I can't remember the details of the actual task. A couple years ago we got a request from the business analyst to make a change to the system. Whatever the change was I remember objecting to it, saying we would create issue in the system and there was a better alternative that wouldn't involve constant prod issue fixes (but was a substantial lift and probably not worth the effort). They decided to do it their way and assigned the story to me. Nope, I'm not going to be a part of breaking our system with some BS. I told them I wouldn't work on it for the reasons I stated. They assigned it to someone else and implementated... briefly. The business realized their mistake and rolled it back. They never tried the other implementation because it wasn't enough return on the effort, like I said. If I had been wrong I probably would have been fired. Because I was right, I kept my job but my relationship/rep with the business was shot.
I had a second issue on that same team where the business analyst wanted me to implement an accrual. The requirements didn't match with the stated intent- basically they were calling it an accrual but the requirements wanted snapshots of what would be paid later. I brought up the discrepancy and asked for some clarification. I was told "build it how the I tell you". So I wasted 3 weeks building it out. Then they again realized I was right and had me rebuild it as an actual accrual. No "thanks", no "sorry". Just "We need to build it this other way now".

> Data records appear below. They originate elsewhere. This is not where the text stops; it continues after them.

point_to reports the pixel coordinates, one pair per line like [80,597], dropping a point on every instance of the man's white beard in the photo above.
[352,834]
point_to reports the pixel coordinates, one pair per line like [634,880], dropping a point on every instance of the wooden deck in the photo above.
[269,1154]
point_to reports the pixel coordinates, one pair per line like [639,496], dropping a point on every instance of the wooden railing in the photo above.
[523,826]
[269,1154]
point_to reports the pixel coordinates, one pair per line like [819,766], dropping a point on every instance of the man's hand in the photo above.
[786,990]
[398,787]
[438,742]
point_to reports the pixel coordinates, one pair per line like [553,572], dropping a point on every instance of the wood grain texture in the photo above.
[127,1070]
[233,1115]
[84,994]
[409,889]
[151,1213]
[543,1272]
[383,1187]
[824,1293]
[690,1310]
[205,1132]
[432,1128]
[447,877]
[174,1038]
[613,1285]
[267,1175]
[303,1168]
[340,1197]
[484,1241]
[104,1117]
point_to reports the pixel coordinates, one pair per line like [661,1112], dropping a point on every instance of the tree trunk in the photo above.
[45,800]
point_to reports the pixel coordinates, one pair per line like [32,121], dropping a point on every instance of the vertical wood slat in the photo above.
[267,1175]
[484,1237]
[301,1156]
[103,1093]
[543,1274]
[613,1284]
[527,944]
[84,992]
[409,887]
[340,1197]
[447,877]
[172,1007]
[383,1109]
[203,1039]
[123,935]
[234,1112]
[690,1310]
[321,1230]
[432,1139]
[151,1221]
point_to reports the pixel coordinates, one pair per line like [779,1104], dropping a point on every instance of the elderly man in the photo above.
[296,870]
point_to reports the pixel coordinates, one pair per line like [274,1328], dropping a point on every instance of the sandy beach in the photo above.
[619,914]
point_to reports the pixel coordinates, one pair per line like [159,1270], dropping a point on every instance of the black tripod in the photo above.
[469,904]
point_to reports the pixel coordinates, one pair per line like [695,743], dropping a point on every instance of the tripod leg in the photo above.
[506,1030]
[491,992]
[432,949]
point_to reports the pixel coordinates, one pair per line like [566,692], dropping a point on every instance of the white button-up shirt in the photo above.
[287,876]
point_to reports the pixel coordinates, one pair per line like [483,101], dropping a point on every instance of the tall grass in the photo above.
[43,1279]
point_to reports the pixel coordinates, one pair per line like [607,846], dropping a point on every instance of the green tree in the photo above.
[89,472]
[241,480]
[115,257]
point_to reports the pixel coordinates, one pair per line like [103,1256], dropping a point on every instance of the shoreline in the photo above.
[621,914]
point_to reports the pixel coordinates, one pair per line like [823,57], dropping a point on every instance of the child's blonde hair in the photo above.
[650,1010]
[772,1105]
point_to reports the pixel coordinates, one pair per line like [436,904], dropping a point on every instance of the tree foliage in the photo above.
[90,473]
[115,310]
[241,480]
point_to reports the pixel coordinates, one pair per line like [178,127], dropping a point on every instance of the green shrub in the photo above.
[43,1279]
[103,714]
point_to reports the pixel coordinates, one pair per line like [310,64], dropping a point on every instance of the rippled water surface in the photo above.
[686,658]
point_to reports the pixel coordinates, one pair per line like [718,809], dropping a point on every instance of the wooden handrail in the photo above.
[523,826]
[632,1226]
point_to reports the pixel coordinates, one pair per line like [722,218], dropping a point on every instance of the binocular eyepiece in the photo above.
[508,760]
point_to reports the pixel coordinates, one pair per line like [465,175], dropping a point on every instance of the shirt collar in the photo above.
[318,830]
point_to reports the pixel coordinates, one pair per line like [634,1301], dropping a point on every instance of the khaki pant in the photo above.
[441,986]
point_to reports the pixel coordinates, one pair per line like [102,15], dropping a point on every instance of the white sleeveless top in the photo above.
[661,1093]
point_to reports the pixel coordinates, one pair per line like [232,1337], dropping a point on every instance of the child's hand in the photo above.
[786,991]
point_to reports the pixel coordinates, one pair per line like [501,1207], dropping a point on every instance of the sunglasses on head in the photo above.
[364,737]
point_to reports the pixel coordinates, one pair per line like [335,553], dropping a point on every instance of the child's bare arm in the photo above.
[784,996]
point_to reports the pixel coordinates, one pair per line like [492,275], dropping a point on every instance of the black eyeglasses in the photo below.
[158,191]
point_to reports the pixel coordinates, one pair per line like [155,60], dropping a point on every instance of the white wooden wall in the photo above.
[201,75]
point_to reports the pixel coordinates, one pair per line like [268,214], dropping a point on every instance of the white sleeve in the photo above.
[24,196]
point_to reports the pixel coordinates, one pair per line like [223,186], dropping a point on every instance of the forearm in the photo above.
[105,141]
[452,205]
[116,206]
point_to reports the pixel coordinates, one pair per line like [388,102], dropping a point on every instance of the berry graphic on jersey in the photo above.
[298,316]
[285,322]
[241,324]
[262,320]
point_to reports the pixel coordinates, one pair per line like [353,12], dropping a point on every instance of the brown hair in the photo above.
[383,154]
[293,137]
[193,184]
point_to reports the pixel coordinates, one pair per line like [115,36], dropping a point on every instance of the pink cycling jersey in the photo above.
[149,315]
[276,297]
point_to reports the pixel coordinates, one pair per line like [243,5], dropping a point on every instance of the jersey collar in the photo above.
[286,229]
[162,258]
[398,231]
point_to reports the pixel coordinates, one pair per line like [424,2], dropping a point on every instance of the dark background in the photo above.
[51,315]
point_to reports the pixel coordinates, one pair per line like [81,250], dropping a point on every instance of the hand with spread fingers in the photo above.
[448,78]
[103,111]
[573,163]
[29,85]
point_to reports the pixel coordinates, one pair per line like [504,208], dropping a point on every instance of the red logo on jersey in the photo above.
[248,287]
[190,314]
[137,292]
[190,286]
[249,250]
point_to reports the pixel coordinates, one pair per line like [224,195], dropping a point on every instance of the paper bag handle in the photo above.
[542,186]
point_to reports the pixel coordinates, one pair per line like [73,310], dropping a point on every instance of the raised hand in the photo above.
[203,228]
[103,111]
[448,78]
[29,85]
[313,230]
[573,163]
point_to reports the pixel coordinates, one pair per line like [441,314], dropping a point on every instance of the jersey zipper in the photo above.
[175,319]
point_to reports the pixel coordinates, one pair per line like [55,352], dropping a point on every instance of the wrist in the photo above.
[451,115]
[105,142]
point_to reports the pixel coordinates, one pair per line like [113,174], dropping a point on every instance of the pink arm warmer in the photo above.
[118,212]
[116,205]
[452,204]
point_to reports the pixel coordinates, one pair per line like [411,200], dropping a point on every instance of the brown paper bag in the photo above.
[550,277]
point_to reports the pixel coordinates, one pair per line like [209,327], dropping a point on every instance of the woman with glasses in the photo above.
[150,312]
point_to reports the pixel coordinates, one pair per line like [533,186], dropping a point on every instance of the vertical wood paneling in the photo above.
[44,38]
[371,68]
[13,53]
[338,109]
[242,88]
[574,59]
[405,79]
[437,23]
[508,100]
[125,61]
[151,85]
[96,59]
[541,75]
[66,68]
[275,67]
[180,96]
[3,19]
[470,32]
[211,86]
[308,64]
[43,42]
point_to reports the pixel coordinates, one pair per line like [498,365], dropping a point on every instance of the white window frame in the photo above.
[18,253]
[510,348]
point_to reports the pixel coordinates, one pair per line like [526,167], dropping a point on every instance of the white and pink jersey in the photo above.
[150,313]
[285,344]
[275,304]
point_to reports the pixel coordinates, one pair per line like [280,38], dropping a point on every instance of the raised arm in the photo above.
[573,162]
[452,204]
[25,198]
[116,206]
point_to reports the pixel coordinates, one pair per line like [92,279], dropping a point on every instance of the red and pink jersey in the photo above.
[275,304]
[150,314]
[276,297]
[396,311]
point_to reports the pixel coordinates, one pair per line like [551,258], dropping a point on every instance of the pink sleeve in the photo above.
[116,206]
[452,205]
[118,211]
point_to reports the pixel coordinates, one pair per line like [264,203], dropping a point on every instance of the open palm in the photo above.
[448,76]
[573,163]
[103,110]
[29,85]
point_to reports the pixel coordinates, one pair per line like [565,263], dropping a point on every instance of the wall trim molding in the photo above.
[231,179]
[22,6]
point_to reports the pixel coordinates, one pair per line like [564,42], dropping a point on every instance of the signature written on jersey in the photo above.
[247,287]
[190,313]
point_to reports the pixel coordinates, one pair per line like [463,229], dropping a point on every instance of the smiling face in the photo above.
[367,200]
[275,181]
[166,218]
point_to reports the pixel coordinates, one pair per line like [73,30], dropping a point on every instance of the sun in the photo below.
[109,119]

I worked for a company that manufactured and applied a hybrid sealcoat/asphalt product. The product was transported in 10,000 gallon tankers. During the winter my co workers and I would have to clean out the residual product inside of the tankers with pneumatic air chisels. It was freezing cold dirty ass work, I'm very grateful I no longer have to work that job.
Built a chart that was accurate (it had correctness). The business didn’t like that the chart was showing the truth (the numbers are the numbers). Was asked to just put the real numbers (since you can’t lie about the numbers), but ditch all chart functionality and have it render in such a way where the numbers don’t represent the truth (50% needed to look like 30%).
I got layed off and was told if and only if I do another 20 hours of work to finish documentation would I receive 2 weeks of severance pay. I tried to explain severance shouldn't require extra labor but I did the work anyway and received ZERO severance. I knew that outcome was a possibility.